November 1, 2013 - Garvey Schubert Barer (GSB) attorneys Ed Sullivan, Carrie Richter and Jennifer Bragar were instrumental in assisting the local organization, Housing Land Advocates (HLA), in filing an amicus brief in the United States Supreme Court. The attorneys facilitated a connection between HLA and the American Planning Association (APA) to engage Michael Gottlieb to write the amicus brief on behalf of the APA.
This is the first amicus brief HLA has filed with the U.S. Supreme Court since its inception in 2004. The brief is in support of the position of Mt. Holly Gardens Citizens in Action, Inc. in the case Township of Mount Holly, N.J. v. Mt. Holly Gardens Citizens in Action, Inc. The issue is whether having a disparate impact on minorities, even if it is not intentional, is a violation of the federal Fair Housing Act (FHA).

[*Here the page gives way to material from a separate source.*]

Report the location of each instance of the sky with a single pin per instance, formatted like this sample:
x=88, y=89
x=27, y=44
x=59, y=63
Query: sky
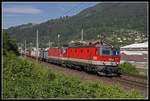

In the case, the Township of Mount Holly, N.J. determined The Gardens residential complex had become blighted, so was subject to demolition and removal through urban renewal. Therefore, the Township wanted to demolish the complex and replace it with a 520-unit, market-rate development, with 56 of the apartments allocated for current Garden residents. The Citizens argue that urban renewal would raise housing prices, effectively forcing out the mostly low-income Garden residents. Further, because 40% of The Gardens’ residents identify as African-American and 29% identify as Hispanic/Latino, the Citizens also argue they are protected under the FHA disparate impact standard, because the impact of the project fell disproportionally on minority groups.
The Township argues the disparate impact is not a test authorized by the FHA. APA and HLA argue otherwise and contend that FHA’s disparate impact standard - a standard which measures whether a practice or plan that has no discriminatory intention, but results in discriminatory effects - has served to promote responsible housing developments without sacrificing the associated economic benefits. Moreover, the APA and HLA support a policy that requires local governments to make disparate impact findings so that better planning will result. While redevelopment projects hold promise for future economic development, that progress, according to HLA, must include an equity lens.
The HLA is intimately familiar with the requirements of the FHA, including the disparate impact standard that has existed under the Act for the past four decades. The basic requirements embodied by that standard - nondiscrimination, transparency, and accountability - have become accepted components of the modern planning process and housing planning in Oregon and around the country. GSB attorneys chose to connect HLA and APA in this brief because all believe that FHA’s disparate impact standard has advanced, rather than thwarted, responsible housing development efforts.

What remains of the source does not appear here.